ドヌーブは大学生の頃「マノン・レスコー」を見てその美しさに圧倒され、しばらく部屋の
壁にでかいポスターが貼ってあったなあ。
冒頭の雨が降るシェルブールのレンガ舗道、上空から消失点を持って描かれるシーンは
引き込まれた。全員吹き替え(ドヌーブはダニエル・リカーリ)であるが、口がよく合って
いる。
相思相愛だった青年が徴兵で2年間アルジェリアに行くのだが、ちょうどアルジェリアで
テロ事件が起き、この戦争が今のアルジェリアのありようにも通じているのだなと
感慨深かった。

ストーリーはごく単純で、1957年11月から63年のクリスマスまでの6年間を描く。
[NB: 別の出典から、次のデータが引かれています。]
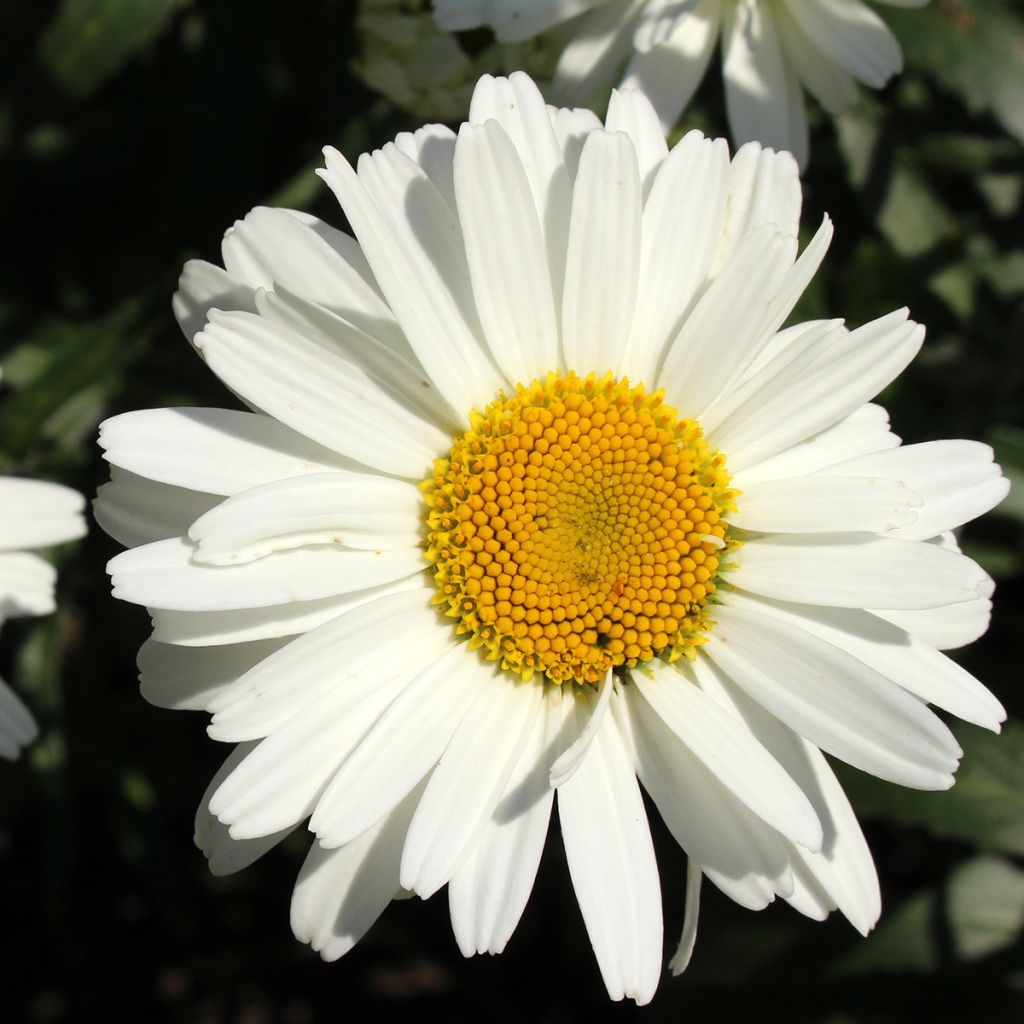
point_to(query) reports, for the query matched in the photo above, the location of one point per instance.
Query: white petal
(818, 72)
(216, 451)
(865, 429)
(488, 891)
(729, 751)
(506, 252)
(681, 960)
(134, 510)
(819, 390)
(227, 855)
(514, 20)
(392, 368)
(762, 95)
(602, 262)
(203, 287)
(468, 782)
(572, 757)
(187, 679)
(852, 35)
(36, 513)
(911, 664)
(764, 188)
(834, 699)
(17, 728)
(515, 102)
(670, 74)
(720, 337)
(163, 574)
(944, 628)
(282, 780)
(682, 220)
(422, 270)
(630, 111)
(611, 863)
(741, 855)
(340, 893)
(856, 570)
(843, 871)
(314, 391)
(403, 745)
(297, 251)
(200, 629)
(355, 510)
(956, 480)
(344, 656)
(826, 504)
(26, 585)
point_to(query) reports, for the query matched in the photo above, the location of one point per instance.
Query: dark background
(131, 134)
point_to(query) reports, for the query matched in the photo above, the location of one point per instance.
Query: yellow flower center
(577, 526)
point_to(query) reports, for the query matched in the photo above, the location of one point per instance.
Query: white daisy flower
(535, 495)
(770, 50)
(33, 514)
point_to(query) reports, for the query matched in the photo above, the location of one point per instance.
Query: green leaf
(89, 41)
(985, 906)
(973, 48)
(985, 808)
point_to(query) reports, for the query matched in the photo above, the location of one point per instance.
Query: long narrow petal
(188, 678)
(224, 854)
(403, 747)
(356, 510)
(340, 893)
(611, 863)
(316, 392)
(856, 570)
(729, 751)
(214, 451)
(827, 504)
(341, 657)
(506, 252)
(602, 262)
(428, 290)
(468, 782)
(489, 890)
(896, 654)
(834, 699)
(682, 221)
(36, 513)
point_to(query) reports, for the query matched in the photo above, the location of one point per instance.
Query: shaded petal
(163, 574)
(602, 262)
(506, 251)
(216, 451)
(224, 854)
(37, 513)
(611, 863)
(468, 782)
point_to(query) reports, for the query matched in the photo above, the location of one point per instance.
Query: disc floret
(578, 525)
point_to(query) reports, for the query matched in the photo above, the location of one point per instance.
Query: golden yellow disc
(578, 525)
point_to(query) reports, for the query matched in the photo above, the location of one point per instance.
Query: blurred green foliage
(131, 134)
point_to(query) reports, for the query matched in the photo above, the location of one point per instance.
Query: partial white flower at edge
(33, 514)
(771, 50)
(536, 495)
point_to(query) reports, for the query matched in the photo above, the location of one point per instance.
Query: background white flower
(770, 50)
(33, 514)
(281, 550)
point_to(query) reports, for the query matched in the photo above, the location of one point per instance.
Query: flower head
(536, 495)
(33, 514)
(770, 50)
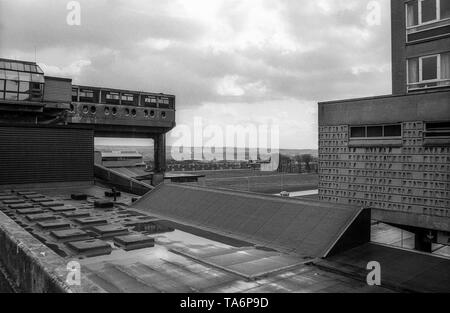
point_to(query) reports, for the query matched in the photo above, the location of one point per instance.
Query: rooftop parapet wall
(433, 106)
(311, 229)
(31, 266)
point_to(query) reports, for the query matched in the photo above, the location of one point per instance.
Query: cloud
(262, 55)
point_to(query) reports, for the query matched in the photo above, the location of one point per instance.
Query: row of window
(429, 71)
(18, 90)
(22, 76)
(19, 66)
(376, 131)
(88, 96)
(432, 129)
(93, 110)
(421, 12)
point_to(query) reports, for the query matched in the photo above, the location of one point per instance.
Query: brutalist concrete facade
(392, 153)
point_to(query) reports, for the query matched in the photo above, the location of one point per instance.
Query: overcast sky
(227, 61)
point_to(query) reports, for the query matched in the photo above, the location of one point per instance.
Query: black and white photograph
(224, 152)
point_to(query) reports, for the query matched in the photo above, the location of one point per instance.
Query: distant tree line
(304, 163)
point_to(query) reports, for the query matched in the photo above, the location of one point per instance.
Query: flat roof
(305, 227)
(412, 94)
(123, 90)
(182, 258)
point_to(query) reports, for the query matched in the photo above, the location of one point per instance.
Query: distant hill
(147, 151)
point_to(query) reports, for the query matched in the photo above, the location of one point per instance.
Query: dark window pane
(412, 17)
(24, 96)
(438, 126)
(441, 129)
(24, 87)
(12, 85)
(428, 10)
(392, 131)
(11, 96)
(445, 9)
(357, 132)
(413, 70)
(374, 131)
(429, 68)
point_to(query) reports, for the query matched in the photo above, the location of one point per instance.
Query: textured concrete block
(110, 230)
(88, 221)
(92, 247)
(30, 211)
(103, 204)
(71, 235)
(54, 225)
(134, 241)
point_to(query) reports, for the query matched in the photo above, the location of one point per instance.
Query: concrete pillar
(422, 242)
(160, 159)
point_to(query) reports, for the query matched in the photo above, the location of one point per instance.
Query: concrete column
(422, 242)
(160, 159)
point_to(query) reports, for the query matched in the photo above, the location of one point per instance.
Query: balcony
(427, 31)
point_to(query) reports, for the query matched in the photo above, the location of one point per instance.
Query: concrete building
(392, 153)
(46, 118)
(121, 158)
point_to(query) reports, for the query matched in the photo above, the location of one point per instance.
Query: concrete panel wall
(388, 109)
(409, 178)
(57, 90)
(398, 41)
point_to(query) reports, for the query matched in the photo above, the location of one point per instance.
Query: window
(392, 130)
(24, 87)
(150, 100)
(376, 131)
(112, 96)
(86, 94)
(126, 97)
(11, 96)
(419, 12)
(445, 9)
(358, 132)
(12, 85)
(437, 129)
(24, 96)
(428, 9)
(428, 68)
(429, 71)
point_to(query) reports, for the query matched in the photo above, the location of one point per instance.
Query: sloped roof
(306, 227)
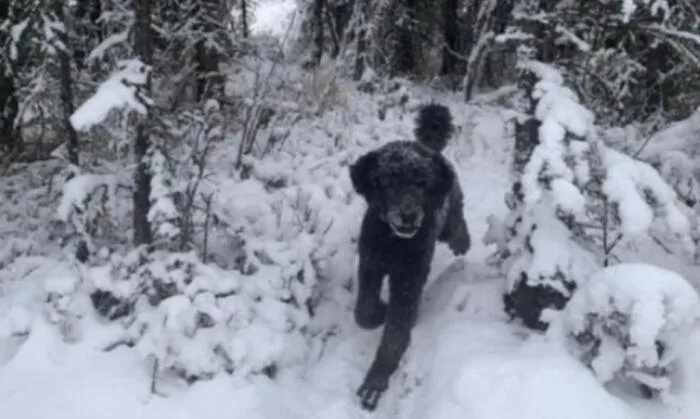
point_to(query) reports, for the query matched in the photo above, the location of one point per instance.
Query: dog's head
(406, 181)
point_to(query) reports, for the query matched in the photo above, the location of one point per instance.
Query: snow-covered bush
(596, 197)
(630, 321)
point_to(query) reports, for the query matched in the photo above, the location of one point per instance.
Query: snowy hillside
(259, 323)
(467, 361)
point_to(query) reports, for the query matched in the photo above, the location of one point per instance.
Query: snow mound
(483, 371)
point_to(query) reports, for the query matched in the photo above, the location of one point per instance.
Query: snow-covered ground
(465, 361)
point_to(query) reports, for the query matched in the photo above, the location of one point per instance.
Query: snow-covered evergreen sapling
(573, 201)
(631, 321)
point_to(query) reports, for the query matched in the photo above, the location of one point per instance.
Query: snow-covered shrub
(199, 320)
(630, 321)
(566, 177)
(89, 207)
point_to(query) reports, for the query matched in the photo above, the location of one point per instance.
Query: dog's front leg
(370, 310)
(401, 316)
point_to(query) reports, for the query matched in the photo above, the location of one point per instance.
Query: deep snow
(465, 360)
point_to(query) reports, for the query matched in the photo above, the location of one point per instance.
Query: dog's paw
(460, 245)
(370, 316)
(371, 391)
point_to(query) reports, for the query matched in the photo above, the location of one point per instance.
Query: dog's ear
(361, 174)
(443, 177)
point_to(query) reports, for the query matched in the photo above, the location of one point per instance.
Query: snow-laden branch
(124, 89)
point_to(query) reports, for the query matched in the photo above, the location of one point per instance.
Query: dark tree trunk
(9, 104)
(209, 79)
(656, 62)
(361, 30)
(451, 36)
(142, 193)
(244, 18)
(66, 85)
(405, 48)
(318, 32)
(87, 14)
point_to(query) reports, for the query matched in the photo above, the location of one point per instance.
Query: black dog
(414, 200)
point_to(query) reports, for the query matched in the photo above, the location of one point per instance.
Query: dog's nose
(409, 218)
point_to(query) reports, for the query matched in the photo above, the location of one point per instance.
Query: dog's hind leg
(370, 310)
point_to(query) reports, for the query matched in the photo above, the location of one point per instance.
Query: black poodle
(414, 200)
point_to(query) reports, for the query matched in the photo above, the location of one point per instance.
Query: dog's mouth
(404, 232)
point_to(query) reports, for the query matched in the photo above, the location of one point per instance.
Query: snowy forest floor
(465, 361)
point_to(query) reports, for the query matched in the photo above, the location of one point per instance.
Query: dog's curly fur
(414, 200)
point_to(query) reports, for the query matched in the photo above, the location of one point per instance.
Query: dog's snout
(409, 218)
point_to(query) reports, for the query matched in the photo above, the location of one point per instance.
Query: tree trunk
(87, 14)
(318, 32)
(66, 85)
(361, 29)
(451, 36)
(405, 48)
(244, 18)
(142, 193)
(209, 80)
(9, 103)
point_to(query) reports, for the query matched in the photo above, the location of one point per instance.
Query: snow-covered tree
(631, 321)
(573, 201)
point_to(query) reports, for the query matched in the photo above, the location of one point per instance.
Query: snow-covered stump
(573, 202)
(630, 321)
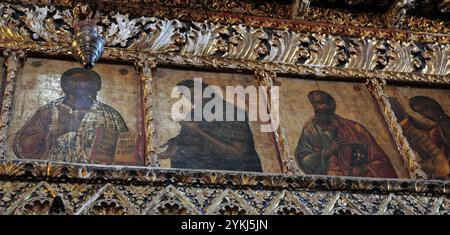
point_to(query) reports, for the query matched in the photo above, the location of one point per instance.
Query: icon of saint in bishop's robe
(64, 129)
(332, 145)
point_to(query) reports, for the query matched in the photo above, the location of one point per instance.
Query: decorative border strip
(28, 28)
(59, 172)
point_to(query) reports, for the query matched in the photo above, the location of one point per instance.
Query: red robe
(378, 166)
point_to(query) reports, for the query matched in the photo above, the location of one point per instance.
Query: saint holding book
(332, 145)
(67, 129)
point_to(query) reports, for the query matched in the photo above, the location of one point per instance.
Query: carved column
(288, 165)
(14, 61)
(376, 88)
(145, 66)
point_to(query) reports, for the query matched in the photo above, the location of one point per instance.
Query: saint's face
(80, 89)
(321, 106)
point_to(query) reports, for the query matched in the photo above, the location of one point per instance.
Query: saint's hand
(359, 171)
(337, 145)
(190, 125)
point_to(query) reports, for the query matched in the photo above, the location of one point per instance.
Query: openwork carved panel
(155, 192)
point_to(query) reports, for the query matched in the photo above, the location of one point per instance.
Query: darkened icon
(212, 145)
(430, 142)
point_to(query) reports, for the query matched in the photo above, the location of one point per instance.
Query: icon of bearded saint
(64, 129)
(332, 145)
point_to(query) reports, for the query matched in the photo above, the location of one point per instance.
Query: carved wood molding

シェルブールの街、自動車修理工の青年ギーと傘店を母娘できりもりしている女性
ジュヌビエーブは相思相愛。「ガソリンスタンドを持とう」「こどもは女の子で名前は
フランソワーヌ」などと夢を語り合っていた。
やがてギーは徴兵で2年間の出兵。最初は手紙が来ていたがやがて来なくなって
しまう。戦死したのかもしれない。そこへジュヌビエーブにアプローチをかける
お金持ちのパリの青年。しかし、ジュヌビエーブのおなかには青年の子がいた。
ジュヌビエーブはパリの青年のプロポーズを受けいれて結婚、傘屋も畳んでパリに移った。
ギーはケガをして連絡が取れなかったのだった。足を引きずって故郷にやってきた
ギー。ジュヌビエーブがパリの男と結婚した、と知り、自暴自棄になる。
しかし、そんなギーをずっと見つめていた女性がいた。青年は彼女の愛を受け入れ
結婚、夢を実現してガソリンスタンドの経営者になった。子供にも恵まれた。
そんな冬の雪の日。一台のメルセデスが給油に訪れる。なんと運転席には
ジュヌビエーブの姿が・・・。そして助手席には自分の子である男の子がいた。
名前はフランソワという。いまは結構な暮らしをしているらしい。
お互い幸せな姿を確かめて、ベンツは降りしきる雪の中を去って行ったのだ・・。